Asynchronous evolution of ocean temperatures and ice sheets across the most recent global climate transition on Earth ~3 million years ago

The surface of the Earth has been getting warmer over the last few decades due to the increasing atmospheric CO2 concentration as a result of human activities. This is accompanied by the loss of glaciers and ice sheets in polar regions, resulting in sea level rise. Just last month, the Earth experienced the highest air and sea surface temperatures with the lowest global sea ice extent since 1980s! Given the state of our climate, there is an urgency to understand how climate on Earth responds to changes in atmospheric CO2 concentration.

 

One option is to learn from the history of Earth’s climate, especially back to a time when the atmospheric CO2 forcing was similar to that projected for the near future. One such period is the late Pliocene (3.3-3.1 million years ago). Due to its relevance for future climate change, this geological period is also featured in the latest IPCC report. Scientists have used geological data from this period to validate the performance of climate models used to project future climate change. These valuable geological data are generated using marine sediment cores that are tens to hundreds of meters in length, retrieved from the seabed by drilling research vessel. The retrieval of sample material and the subsequent analysis in laboratories are extremely time and resource-consuming. Thus, to date most studies focus on a single sediment core or approach. However, a point in space does not allow us to understand how climate change globally.

 

To overcome this limitation, Assistant Professor Sze Ling Ho (Institute of Oceanography, National Taiwan University) and Professor Erin McClymont (Durham University, UK) have been co-leading an international working group called PlioVAR in the past few years. Together, they coordinated effort involving many experts from numerous institutions in Europe, America, Asia and Oceania to collate and analyze globally distributed published paleoclimate records spanning 3.3 to 2.4 million years ago. These data were generated using various geochemical approaches.

 

During the time interval of interest, the Earth underwent a large global shift from a stable warm period called the Pliocene to a climatically unstable period called the Pleistocene marked by the waxing and waning of ice sheets. This transition was accompanied by a steady decrease in atmospheric CO2 concentration. With the global compilation generated by the team, it has become clear that this climate transition was not a globally synchronous event as previously thought. It began earlier in some regions, even before the ice sheets expanded.
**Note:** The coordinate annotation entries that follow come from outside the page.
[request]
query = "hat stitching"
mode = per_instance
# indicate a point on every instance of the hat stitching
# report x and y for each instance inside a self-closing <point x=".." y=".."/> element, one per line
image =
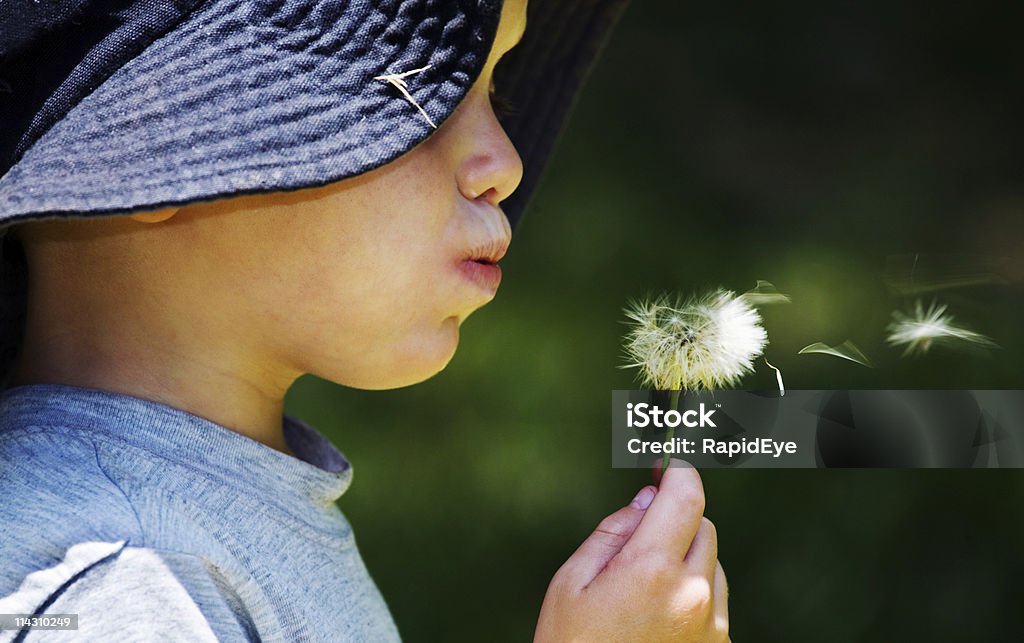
<point x="397" y="80"/>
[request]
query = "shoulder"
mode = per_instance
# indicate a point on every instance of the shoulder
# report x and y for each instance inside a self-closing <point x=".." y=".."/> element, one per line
<point x="55" y="495"/>
<point x="138" y="593"/>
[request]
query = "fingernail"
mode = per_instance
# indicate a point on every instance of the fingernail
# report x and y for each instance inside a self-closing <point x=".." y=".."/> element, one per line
<point x="643" y="499"/>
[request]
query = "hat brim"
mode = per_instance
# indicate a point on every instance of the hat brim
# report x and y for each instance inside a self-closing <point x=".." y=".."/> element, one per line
<point x="246" y="97"/>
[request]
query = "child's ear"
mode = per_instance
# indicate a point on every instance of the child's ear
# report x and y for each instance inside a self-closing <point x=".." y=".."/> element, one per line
<point x="155" y="216"/>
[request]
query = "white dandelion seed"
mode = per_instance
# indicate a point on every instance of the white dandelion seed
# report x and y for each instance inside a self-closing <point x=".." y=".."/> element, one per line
<point x="764" y="294"/>
<point x="704" y="343"/>
<point x="919" y="330"/>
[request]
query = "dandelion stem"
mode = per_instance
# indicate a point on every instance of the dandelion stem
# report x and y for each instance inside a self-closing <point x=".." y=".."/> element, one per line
<point x="673" y="405"/>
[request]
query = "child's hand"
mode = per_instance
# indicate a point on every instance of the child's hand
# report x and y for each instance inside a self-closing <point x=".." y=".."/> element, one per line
<point x="649" y="572"/>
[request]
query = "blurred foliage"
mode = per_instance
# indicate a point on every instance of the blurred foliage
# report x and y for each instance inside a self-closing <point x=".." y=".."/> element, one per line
<point x="803" y="142"/>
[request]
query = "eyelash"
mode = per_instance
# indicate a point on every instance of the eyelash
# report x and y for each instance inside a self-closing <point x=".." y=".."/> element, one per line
<point x="502" y="105"/>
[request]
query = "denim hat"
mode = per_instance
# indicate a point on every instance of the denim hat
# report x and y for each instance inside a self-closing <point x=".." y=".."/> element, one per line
<point x="113" y="106"/>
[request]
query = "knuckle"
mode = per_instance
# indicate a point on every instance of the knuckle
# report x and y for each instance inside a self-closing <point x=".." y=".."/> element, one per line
<point x="657" y="569"/>
<point x="693" y="497"/>
<point x="697" y="599"/>
<point x="613" y="525"/>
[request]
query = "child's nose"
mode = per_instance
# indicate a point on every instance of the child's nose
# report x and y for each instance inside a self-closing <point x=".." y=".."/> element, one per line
<point x="492" y="170"/>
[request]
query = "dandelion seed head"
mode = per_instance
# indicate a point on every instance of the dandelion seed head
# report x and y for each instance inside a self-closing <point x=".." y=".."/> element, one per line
<point x="921" y="329"/>
<point x="704" y="342"/>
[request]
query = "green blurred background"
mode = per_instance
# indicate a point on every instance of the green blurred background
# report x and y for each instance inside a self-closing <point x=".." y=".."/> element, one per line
<point x="814" y="144"/>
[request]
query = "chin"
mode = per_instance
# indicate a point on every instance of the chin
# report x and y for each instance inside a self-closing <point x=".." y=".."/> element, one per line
<point x="423" y="357"/>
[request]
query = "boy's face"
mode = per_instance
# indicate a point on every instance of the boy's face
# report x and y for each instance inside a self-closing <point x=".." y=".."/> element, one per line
<point x="365" y="282"/>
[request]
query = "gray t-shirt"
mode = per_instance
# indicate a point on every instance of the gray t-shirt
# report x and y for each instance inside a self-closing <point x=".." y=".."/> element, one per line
<point x="152" y="523"/>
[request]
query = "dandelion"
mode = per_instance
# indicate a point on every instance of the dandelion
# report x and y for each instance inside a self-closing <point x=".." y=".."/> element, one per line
<point x="764" y="294"/>
<point x="919" y="330"/>
<point x="704" y="343"/>
<point x="846" y="350"/>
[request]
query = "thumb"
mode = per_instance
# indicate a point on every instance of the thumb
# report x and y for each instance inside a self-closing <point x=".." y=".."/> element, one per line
<point x="606" y="541"/>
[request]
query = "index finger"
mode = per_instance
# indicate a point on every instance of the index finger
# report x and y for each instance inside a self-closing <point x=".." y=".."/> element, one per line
<point x="674" y="516"/>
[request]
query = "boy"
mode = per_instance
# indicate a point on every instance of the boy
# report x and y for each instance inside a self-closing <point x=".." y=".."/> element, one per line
<point x="300" y="187"/>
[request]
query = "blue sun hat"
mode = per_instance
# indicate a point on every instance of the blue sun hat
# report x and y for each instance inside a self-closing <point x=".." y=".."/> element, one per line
<point x="113" y="106"/>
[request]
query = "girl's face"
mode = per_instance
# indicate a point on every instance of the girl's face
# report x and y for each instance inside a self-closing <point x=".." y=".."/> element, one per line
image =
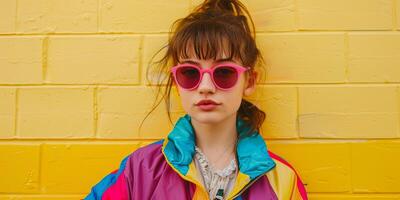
<point x="228" y="101"/>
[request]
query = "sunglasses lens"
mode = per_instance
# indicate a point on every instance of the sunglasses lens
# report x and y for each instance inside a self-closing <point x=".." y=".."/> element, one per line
<point x="225" y="77"/>
<point x="187" y="76"/>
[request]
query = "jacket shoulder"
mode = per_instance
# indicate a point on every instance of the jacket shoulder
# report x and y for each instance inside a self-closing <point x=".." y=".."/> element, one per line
<point x="114" y="185"/>
<point x="285" y="180"/>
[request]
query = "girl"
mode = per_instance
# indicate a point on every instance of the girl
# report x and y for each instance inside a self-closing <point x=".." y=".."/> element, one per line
<point x="214" y="151"/>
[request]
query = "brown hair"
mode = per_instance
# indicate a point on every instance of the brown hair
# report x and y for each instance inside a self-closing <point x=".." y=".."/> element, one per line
<point x="213" y="28"/>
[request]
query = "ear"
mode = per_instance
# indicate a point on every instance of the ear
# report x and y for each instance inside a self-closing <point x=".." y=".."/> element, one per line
<point x="251" y="84"/>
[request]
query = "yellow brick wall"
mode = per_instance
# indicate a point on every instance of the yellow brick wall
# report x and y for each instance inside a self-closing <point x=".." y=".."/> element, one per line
<point x="73" y="91"/>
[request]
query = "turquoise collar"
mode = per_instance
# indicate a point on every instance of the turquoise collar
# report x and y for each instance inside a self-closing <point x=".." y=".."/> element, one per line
<point x="253" y="157"/>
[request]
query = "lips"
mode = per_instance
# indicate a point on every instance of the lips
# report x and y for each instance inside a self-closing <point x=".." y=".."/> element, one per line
<point x="207" y="105"/>
<point x="206" y="102"/>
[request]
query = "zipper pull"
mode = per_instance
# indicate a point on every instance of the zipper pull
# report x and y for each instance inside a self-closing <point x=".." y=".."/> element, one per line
<point x="220" y="194"/>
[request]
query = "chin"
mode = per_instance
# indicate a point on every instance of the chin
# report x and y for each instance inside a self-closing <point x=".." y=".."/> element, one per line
<point x="208" y="117"/>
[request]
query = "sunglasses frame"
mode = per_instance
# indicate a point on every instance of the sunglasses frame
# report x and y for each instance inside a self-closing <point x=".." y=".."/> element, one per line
<point x="239" y="69"/>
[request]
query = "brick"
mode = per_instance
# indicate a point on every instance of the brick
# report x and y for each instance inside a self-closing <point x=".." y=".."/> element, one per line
<point x="19" y="168"/>
<point x="93" y="59"/>
<point x="7" y="16"/>
<point x="375" y="167"/>
<point x="398" y="13"/>
<point x="268" y="15"/>
<point x="353" y="197"/>
<point x="21" y="60"/>
<point x="7" y="112"/>
<point x="297" y="58"/>
<point x="280" y="105"/>
<point x="152" y="44"/>
<point x="322" y="166"/>
<point x="140" y="16"/>
<point x="348" y="112"/>
<point x="50" y="112"/>
<point x="66" y="16"/>
<point x="345" y="15"/>
<point x="374" y="57"/>
<point x="65" y="165"/>
<point x="121" y="110"/>
<point x="271" y="15"/>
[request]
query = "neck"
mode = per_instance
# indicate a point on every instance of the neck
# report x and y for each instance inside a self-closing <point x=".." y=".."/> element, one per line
<point x="214" y="139"/>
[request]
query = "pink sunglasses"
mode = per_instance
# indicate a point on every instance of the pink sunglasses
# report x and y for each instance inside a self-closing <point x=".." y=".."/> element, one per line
<point x="224" y="76"/>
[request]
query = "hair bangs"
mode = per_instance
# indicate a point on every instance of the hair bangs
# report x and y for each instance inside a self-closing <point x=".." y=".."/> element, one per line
<point x="206" y="40"/>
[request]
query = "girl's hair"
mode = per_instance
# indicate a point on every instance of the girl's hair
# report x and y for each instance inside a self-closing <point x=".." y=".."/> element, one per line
<point x="213" y="28"/>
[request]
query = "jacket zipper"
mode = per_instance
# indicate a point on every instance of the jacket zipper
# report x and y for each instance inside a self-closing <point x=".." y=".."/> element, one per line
<point x="247" y="186"/>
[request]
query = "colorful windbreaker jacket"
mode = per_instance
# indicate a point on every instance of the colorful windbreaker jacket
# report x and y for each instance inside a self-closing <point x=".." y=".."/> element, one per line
<point x="165" y="170"/>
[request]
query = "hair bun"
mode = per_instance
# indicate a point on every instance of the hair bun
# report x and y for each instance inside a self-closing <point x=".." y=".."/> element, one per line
<point x="216" y="6"/>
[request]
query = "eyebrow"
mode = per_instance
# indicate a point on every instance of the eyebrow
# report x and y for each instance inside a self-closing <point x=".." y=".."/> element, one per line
<point x="217" y="61"/>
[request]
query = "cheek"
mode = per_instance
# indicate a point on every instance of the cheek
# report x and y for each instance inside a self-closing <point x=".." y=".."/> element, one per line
<point x="185" y="98"/>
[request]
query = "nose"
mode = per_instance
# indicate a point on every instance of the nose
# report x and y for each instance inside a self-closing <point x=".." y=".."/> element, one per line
<point x="206" y="84"/>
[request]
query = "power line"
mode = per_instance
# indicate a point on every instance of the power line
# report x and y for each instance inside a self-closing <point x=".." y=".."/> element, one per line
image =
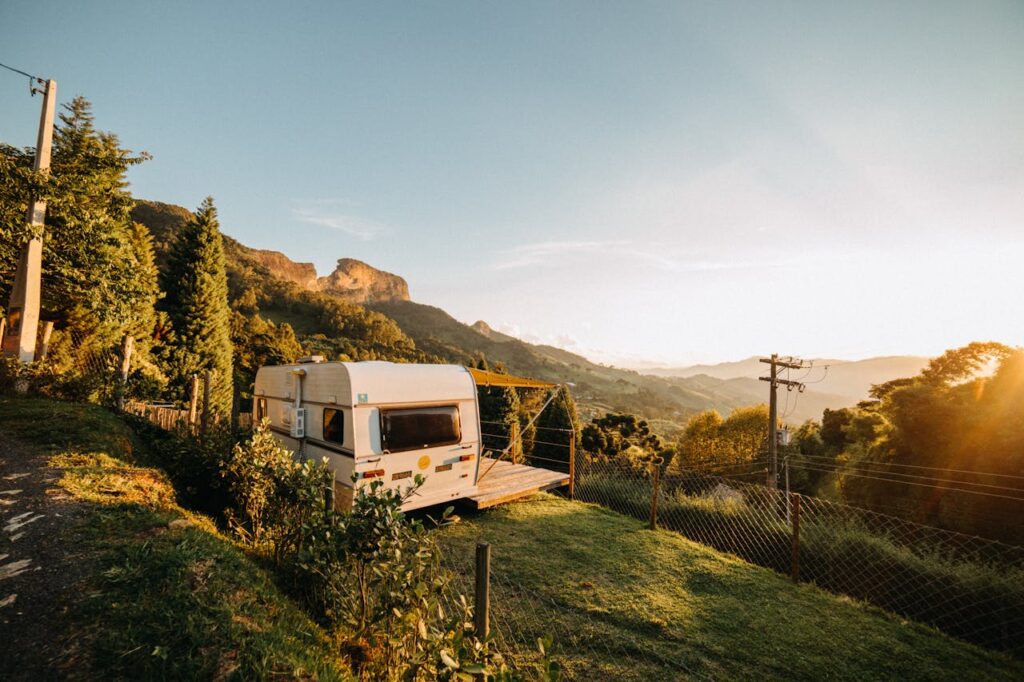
<point x="933" y="478"/>
<point x="23" y="73"/>
<point x="920" y="466"/>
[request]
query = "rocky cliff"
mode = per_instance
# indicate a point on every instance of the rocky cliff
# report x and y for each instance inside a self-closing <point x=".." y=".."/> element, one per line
<point x="358" y="283"/>
<point x="282" y="266"/>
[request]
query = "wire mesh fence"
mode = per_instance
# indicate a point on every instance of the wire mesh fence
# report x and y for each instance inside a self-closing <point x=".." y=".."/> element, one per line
<point x="969" y="587"/>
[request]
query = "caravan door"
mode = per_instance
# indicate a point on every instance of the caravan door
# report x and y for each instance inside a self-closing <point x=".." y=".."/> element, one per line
<point x="432" y="441"/>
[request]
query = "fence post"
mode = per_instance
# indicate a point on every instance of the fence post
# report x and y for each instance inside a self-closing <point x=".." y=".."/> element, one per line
<point x="653" y="493"/>
<point x="206" y="400"/>
<point x="481" y="604"/>
<point x="44" y="341"/>
<point x="796" y="539"/>
<point x="194" y="402"/>
<point x="513" y="437"/>
<point x="572" y="463"/>
<point x="127" y="345"/>
<point x="236" y="407"/>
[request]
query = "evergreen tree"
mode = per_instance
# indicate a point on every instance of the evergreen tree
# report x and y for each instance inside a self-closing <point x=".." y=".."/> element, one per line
<point x="556" y="427"/>
<point x="98" y="278"/>
<point x="197" y="305"/>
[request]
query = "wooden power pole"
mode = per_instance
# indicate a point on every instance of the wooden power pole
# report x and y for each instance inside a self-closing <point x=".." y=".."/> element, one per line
<point x="776" y="363"/>
<point x="23" y="311"/>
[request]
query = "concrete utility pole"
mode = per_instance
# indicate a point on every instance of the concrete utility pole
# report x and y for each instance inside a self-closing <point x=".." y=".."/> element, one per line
<point x="23" y="311"/>
<point x="775" y="363"/>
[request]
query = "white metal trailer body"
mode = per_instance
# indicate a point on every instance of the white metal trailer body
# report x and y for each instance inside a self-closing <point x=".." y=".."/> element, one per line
<point x="378" y="421"/>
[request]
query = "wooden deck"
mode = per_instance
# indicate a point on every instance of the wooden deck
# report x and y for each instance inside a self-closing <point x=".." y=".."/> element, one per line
<point x="507" y="481"/>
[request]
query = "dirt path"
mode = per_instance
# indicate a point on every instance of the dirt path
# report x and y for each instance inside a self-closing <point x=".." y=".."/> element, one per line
<point x="39" y="564"/>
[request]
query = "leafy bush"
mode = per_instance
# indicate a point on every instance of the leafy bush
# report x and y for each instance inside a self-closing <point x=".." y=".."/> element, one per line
<point x="373" y="574"/>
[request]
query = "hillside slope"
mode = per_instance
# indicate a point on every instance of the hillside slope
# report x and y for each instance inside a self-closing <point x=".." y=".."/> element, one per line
<point x="626" y="602"/>
<point x="849" y="380"/>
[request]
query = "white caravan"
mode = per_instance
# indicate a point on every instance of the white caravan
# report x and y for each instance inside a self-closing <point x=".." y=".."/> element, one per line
<point x="378" y="421"/>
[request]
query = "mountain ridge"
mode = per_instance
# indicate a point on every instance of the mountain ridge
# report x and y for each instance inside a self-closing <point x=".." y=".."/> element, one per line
<point x="668" y="399"/>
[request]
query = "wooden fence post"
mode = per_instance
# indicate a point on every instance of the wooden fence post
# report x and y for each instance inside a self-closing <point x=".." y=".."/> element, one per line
<point x="572" y="464"/>
<point x="194" y="402"/>
<point x="44" y="341"/>
<point x="513" y="437"/>
<point x="127" y="346"/>
<point x="654" y="493"/>
<point x="236" y="409"/>
<point x="206" y="400"/>
<point x="481" y="604"/>
<point x="796" y="539"/>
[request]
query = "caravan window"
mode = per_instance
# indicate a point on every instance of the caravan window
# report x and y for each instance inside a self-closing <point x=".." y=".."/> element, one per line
<point x="334" y="425"/>
<point x="420" y="427"/>
<point x="260" y="410"/>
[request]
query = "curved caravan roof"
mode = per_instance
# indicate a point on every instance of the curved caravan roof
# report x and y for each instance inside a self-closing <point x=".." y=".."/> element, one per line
<point x="383" y="383"/>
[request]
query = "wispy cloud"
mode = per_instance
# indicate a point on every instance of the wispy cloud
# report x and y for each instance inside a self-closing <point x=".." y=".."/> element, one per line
<point x="321" y="213"/>
<point x="545" y="252"/>
<point x="549" y="253"/>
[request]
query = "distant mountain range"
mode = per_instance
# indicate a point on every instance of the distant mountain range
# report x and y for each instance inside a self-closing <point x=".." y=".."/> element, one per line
<point x="667" y="396"/>
<point x="849" y="380"/>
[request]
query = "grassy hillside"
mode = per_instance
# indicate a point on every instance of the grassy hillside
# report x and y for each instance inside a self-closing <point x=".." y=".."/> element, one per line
<point x="640" y="602"/>
<point x="164" y="595"/>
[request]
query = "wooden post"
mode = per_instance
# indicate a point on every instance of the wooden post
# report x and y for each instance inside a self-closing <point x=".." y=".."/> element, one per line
<point x="194" y="402"/>
<point x="126" y="349"/>
<point x="513" y="438"/>
<point x="23" y="308"/>
<point x="206" y="399"/>
<point x="572" y="464"/>
<point x="796" y="539"/>
<point x="44" y="342"/>
<point x="481" y="605"/>
<point x="653" y="494"/>
<point x="236" y="407"/>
The warm late Pliocene, often assumed to be a stable period, was a time of climate transition, especially in the southern hemisphere. As the ice sheets grew in the northern hemisphere, ocean temperature and circulation were impacted, but not everywhere. In addition, the team also observed an increase in the mean and the range of climate variability across this transition, but once again, these changes vary in space. This study highlights the complexity and regionally heterogenous nature of climate change across a globally-significant climate transition as well as in response to the current atmospheric CO2 concentrations.

 

The study was published in an invitation-only, high-impact American Geoscience Union journal Reviews of Geophysics.